A simple, free way to map your family — built for normal people, not professional genealogists.
I built Know My Family because every other family tree tool I tried was either expensive, ad-cluttered, locked behind a subscription, or designed for someone submitting microfiche to a national archive. I wanted something I could open on my phone, drag my grandfather into place, snap a photo of an old polaroid, and share with my mom — without filing a tax return first.
So this is what came out: a free family tree builder you can use anonymously, sign into with Google when you want your tree to follow you across devices, and share with relatives via a 24-hour edit link. No ads, no upsells, no "premium" tier. Build a tree. That's it.
People have been drawing family trees for as long as people have had ancestors to remember. The earliest written genealogies appear in Sumerian king-lists from the third millennium BCE. The Hebrew Bible spends entire chapters tracing lineage. Roman patrician families kept wax masks of their ancestors on display in their homes.
The visual tree we recognize today — a real diagram with branches and connecting lines — comes from medieval European heraldry.
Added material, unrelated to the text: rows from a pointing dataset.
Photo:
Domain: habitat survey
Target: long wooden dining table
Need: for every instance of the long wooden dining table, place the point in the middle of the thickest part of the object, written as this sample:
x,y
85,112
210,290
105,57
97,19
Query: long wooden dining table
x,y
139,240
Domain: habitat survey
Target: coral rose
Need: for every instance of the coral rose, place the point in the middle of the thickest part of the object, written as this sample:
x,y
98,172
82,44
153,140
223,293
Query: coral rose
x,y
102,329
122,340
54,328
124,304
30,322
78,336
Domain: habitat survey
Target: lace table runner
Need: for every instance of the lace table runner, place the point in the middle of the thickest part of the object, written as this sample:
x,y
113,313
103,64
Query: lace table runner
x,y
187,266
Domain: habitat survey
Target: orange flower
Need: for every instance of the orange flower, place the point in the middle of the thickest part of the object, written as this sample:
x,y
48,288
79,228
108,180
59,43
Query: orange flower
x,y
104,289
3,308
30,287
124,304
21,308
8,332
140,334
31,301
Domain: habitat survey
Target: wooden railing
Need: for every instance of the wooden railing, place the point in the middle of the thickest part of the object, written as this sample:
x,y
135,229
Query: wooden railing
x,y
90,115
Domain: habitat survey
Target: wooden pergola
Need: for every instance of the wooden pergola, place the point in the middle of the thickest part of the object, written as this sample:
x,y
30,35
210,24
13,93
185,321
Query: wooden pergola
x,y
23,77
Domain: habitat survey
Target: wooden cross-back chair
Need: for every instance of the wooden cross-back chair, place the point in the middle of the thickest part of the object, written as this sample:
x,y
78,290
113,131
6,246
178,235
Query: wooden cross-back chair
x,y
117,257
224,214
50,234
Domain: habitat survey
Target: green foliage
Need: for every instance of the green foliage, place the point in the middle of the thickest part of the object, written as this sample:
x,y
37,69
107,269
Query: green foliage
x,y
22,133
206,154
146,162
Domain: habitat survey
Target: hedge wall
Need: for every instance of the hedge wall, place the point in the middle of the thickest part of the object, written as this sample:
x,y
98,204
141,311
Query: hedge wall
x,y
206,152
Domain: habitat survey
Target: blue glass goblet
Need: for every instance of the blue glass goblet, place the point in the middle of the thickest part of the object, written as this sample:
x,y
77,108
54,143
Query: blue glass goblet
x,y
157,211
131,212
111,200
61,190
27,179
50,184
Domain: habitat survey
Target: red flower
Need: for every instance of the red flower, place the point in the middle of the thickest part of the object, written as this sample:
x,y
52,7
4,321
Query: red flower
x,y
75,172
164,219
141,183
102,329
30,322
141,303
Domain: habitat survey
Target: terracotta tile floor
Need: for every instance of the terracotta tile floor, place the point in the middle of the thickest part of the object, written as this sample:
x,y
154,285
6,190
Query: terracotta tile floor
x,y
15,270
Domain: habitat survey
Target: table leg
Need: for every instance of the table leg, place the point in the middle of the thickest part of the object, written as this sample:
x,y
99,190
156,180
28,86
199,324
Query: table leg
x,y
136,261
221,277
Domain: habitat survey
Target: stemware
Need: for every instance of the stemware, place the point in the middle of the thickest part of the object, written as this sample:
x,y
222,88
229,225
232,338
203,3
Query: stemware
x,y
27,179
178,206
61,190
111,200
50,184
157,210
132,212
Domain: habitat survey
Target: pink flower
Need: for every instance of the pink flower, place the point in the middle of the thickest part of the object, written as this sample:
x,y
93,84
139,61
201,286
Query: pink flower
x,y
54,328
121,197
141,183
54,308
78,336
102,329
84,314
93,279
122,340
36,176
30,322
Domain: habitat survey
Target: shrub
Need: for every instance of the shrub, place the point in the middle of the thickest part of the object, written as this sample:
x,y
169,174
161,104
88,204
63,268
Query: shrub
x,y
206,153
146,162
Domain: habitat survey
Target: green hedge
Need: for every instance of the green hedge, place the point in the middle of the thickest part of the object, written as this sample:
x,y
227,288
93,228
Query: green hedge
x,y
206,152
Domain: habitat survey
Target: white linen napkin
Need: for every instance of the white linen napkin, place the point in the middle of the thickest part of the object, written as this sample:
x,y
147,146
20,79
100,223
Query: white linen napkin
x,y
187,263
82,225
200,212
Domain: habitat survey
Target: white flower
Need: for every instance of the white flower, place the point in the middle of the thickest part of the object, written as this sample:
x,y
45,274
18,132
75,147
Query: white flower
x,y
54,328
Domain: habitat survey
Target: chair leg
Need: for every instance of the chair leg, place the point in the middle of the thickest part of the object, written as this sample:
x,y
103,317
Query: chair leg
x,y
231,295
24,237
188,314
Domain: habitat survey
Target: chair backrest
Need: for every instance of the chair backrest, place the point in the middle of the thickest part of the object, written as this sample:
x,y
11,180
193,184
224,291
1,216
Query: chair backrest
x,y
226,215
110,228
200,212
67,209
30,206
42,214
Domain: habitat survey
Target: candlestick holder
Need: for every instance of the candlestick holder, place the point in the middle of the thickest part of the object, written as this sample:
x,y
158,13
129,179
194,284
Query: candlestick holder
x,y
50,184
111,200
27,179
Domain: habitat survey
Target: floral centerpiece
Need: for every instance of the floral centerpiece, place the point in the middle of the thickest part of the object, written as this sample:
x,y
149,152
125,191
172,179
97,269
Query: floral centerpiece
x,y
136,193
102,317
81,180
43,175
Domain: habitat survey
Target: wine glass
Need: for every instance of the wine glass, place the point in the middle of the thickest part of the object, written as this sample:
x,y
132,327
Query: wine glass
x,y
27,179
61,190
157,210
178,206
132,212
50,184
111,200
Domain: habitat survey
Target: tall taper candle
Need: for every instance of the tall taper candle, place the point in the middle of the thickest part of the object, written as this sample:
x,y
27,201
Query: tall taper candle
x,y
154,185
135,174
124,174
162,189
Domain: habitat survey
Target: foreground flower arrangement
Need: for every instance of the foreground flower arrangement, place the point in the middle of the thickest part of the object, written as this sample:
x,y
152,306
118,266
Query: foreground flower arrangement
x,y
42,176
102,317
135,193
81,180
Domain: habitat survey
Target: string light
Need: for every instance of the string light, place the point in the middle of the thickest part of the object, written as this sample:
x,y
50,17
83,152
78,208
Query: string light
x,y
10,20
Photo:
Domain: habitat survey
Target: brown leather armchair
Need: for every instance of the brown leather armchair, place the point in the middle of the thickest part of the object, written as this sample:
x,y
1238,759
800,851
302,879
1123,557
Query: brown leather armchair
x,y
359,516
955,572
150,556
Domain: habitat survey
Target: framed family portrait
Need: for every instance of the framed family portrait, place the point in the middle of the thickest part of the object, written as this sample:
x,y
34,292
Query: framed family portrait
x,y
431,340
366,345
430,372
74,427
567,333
By the 15th century, noble families were commissioning elaborate hand-painted "stemmata" (literally, garlands) on parchment to certify their bloodlines. The conventions of putting parents above, children below, and spouses side-by-side were largely settled by the 1500s and haven't changed much since.
In the 20th century, the Church of Jesus Christ of Latter-day Saints quietly built the largest genealogy archive in the world — microfilming birth and marriage records from around the globe and consolidating them in a vault inside a granite mountain in Utah. Most of those records are now searchable online for free at FamilySearch.org.
And in the last twenty years, consumer DNA tests have turned genealogy from a paper hobby into a science. 23andMe, AncestryDNA, and others can connect long-lost cousins, identify ethnic origins, and (occasionally) surface family stories that nobody told you.